Bu haber önce İngiliz The Daily Telegraph, ardından Wikileaks belgelerinde yayınlanıyor. Türkiye açısından riskli bir haber. Suriye’de rejim muhaliflerinin bizim topraklarımızda eğitim gördüğü iddiası, Türkiye’nin başını derde sokacak türde. CHP eski milletvekili, hukukçu Şahin Mengü bu konuya ilişkin yazdığı yazıda çarpıcı bir noktaya dikkat çekiyor:
“Anayasanın 92. maddesi, Türk Silahlı Kuvvetlerinin yabancı ülkelere gönderilmesine veya yabancı silahlı kuvvetlerin Türkiye’de bulunmasına izin verme yetkisi TBMM’nindir, diyor. Bugüne kadar eğitilen Suriyeli muhalif askerlerin ve bunları Türklerle birlikte eğittiği iddia edilen gayri resmi Amerikan Özel Kuvvetlerinin Türkiye’de bulunmaları için siyasi iktidar TBMM’den izin alma gereği duymamıştır. Meclis kararı olmadan bu eğitimin yapılması Anayasa ihlalidir.”

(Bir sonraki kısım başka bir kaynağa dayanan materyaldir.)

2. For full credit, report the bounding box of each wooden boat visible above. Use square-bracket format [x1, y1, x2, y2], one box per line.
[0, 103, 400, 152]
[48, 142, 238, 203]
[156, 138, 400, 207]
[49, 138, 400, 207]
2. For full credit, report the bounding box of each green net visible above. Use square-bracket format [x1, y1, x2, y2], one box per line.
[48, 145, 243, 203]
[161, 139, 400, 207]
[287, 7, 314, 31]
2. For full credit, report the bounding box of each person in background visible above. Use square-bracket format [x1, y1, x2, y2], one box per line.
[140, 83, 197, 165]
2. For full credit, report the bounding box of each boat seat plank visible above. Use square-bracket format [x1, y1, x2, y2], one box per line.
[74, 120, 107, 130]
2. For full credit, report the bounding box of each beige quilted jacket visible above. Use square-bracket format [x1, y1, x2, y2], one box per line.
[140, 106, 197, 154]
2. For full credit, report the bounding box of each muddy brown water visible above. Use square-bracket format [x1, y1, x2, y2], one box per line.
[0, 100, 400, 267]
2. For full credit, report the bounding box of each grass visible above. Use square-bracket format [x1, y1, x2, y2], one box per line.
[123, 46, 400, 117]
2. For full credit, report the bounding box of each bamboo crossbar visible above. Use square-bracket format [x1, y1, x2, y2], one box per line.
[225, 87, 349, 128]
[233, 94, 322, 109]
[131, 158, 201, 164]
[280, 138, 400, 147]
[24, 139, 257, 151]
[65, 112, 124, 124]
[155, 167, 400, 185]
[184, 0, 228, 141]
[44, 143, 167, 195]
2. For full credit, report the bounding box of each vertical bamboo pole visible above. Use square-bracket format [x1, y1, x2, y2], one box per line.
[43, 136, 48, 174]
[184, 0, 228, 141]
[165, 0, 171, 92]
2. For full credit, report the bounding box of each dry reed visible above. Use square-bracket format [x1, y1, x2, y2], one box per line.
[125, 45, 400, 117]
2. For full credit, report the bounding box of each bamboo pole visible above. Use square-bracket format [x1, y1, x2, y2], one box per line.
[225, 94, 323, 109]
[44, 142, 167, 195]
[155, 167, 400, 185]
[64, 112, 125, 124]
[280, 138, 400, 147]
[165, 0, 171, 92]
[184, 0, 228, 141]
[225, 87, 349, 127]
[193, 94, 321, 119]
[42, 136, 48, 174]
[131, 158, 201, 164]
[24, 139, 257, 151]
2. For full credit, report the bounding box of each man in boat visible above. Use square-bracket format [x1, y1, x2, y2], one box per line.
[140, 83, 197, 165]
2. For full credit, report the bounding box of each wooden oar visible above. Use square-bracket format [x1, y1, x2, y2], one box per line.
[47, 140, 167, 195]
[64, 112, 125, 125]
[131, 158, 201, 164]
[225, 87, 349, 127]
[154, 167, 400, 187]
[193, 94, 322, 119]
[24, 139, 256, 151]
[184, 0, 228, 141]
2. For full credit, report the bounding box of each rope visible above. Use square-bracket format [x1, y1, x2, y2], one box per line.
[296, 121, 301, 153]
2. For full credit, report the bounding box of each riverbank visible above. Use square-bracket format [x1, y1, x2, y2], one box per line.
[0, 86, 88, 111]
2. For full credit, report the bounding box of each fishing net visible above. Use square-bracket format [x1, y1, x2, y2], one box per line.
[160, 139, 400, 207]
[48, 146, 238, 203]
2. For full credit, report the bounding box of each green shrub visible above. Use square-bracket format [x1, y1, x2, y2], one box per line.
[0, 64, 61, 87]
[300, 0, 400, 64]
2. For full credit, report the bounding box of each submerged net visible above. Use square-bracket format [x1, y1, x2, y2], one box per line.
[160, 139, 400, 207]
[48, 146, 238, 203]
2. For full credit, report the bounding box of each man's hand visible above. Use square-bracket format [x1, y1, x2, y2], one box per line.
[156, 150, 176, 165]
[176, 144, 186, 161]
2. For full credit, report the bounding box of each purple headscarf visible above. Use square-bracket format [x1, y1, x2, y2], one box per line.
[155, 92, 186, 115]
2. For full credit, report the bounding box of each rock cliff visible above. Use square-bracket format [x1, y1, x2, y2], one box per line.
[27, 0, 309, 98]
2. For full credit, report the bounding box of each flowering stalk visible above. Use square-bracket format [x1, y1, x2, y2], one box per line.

Böyle bir izin şartının en tipik örneği 1 Mart tezkeresi. TBMM 1 Mart 2003’te Amerikalı askerlerin Türkiye üzerinden Irak’a geçmelerine izin vermiyor.
Şahin Mengü yazısında ayrıca, olayın dış politika açısından sakıncalarını dile getiriyor. Suriye’de insan hakları ihlallerine Türkiye elbette sessiz kalamaz. Ama sesini çıkarmak, Suriye’nin iç işlerine karışmak anlamına gelmez.
Mengü’nün Anayasa 92. madde uyarısına TBMM’deki muhalefet ne diyor acaba?